Cengir kudaku sepertinya meluluhkan si cowok ini hingga menawarkan makan malam. Kurasa inilah saatnya mengungkapkan hal yang sebenarnya.

"Hmm. Mas, aku mau ngomong nih, sebenarnya...."

"Tuh, ada KFC. Ayo, ke sana."

Weittss. Kayaknya nggak jadi pengakuan, deh. Aku turutin dulu apa inginnya cowok ini sebelum berterus terang bahwa aku adalah Luki yang palsu atau Miss Sweet Seventeen yang sudah jadi Mission Completed.

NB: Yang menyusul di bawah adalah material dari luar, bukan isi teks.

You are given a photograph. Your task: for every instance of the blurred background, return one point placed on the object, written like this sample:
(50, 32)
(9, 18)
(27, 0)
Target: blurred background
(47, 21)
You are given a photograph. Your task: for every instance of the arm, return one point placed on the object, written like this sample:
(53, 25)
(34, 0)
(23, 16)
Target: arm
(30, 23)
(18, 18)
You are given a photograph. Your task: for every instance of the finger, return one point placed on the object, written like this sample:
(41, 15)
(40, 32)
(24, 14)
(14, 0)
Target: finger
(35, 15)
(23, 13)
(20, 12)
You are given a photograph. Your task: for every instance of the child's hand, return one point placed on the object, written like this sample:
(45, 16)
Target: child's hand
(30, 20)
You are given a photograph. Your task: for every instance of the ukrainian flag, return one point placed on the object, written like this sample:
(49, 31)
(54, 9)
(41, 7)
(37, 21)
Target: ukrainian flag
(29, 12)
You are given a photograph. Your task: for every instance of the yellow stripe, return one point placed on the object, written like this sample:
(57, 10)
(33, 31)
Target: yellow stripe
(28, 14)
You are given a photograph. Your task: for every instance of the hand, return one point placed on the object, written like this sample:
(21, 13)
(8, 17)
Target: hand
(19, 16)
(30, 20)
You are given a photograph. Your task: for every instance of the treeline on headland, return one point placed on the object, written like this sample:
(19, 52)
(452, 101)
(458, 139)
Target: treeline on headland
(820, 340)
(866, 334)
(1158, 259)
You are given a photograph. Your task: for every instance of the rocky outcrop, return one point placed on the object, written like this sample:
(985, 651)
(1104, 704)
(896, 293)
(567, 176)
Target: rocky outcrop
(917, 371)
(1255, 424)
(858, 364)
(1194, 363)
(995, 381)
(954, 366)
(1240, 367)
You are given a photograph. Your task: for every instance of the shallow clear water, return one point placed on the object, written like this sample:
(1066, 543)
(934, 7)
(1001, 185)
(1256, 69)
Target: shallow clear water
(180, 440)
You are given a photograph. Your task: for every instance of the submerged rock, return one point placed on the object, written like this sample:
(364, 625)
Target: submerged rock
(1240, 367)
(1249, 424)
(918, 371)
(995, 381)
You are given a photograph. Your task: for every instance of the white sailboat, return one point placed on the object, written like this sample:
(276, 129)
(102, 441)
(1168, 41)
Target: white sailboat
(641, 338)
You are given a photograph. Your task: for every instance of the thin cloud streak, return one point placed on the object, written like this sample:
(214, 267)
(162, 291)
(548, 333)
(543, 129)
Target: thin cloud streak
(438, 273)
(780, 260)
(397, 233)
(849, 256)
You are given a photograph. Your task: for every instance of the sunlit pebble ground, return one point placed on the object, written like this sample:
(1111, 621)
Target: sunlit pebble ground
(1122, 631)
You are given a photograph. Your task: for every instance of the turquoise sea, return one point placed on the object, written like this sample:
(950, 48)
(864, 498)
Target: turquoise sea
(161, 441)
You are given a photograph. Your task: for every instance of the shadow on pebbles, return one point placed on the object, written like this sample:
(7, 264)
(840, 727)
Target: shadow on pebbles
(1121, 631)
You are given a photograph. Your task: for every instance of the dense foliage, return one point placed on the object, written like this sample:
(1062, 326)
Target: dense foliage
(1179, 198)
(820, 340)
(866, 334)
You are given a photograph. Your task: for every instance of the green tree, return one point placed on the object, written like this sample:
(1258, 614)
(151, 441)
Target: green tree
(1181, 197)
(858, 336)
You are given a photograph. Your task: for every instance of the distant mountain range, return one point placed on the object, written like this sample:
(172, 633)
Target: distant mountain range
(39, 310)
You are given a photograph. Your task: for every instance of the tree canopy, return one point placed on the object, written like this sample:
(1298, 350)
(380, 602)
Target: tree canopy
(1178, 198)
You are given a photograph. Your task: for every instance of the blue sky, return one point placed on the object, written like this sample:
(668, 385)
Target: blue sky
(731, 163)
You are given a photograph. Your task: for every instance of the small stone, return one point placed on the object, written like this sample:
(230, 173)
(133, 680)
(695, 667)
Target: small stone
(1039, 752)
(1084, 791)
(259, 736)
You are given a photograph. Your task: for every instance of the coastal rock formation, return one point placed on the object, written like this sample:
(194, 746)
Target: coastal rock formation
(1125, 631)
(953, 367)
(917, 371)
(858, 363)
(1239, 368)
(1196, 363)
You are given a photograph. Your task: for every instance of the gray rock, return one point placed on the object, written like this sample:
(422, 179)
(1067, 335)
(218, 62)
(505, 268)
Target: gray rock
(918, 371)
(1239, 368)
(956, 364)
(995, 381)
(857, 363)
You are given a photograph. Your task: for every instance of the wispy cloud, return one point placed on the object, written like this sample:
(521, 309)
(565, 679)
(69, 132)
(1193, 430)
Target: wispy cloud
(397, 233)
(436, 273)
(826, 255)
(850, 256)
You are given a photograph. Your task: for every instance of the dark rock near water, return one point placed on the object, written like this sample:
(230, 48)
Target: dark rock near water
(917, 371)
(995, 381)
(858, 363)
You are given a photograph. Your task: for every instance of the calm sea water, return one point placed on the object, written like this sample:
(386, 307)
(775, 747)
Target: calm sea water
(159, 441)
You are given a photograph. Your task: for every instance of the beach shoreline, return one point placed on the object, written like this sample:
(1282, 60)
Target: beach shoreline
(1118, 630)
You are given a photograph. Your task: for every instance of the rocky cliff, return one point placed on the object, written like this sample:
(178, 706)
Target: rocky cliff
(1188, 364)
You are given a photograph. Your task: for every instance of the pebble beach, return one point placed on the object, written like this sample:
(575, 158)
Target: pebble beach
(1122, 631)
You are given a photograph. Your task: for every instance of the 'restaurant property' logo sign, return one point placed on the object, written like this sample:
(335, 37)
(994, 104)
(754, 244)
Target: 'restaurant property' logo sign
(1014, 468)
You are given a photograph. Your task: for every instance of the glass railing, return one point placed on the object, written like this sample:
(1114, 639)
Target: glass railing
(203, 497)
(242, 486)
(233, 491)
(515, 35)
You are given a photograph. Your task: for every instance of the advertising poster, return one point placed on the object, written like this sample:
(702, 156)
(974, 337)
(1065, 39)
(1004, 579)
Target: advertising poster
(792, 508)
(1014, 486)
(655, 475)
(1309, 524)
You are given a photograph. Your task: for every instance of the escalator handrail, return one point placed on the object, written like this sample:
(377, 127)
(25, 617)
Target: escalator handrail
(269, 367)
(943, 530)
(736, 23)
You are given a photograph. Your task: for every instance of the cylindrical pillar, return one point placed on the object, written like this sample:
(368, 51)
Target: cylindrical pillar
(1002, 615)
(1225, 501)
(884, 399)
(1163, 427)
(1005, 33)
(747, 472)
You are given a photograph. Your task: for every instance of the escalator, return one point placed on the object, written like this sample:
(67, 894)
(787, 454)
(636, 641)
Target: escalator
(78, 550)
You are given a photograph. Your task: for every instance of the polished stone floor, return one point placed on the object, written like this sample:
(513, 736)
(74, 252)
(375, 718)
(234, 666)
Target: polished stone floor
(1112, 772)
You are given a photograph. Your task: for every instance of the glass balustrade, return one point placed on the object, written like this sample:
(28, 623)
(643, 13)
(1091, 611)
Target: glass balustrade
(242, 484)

Aku mengangguk tanpa ragu, sambil cecelingukan mencari keberadaan sahabat karibku itu. Ah, ketemu. But, kok, ya, dia nyangkut di pilar mall nggak malah nyamperin aku.

Sebuah ide tercetus di pikiran. Semoga saja si cowok ini menyetujuinya.

"Mas, maaf kalo boleh jujur."

"Iya, kenapa, Dek?"

"Sebenernya, aku ke sini sama temanku. Dan dia nungguin di sana. Apa boleh gabung makan di sini?"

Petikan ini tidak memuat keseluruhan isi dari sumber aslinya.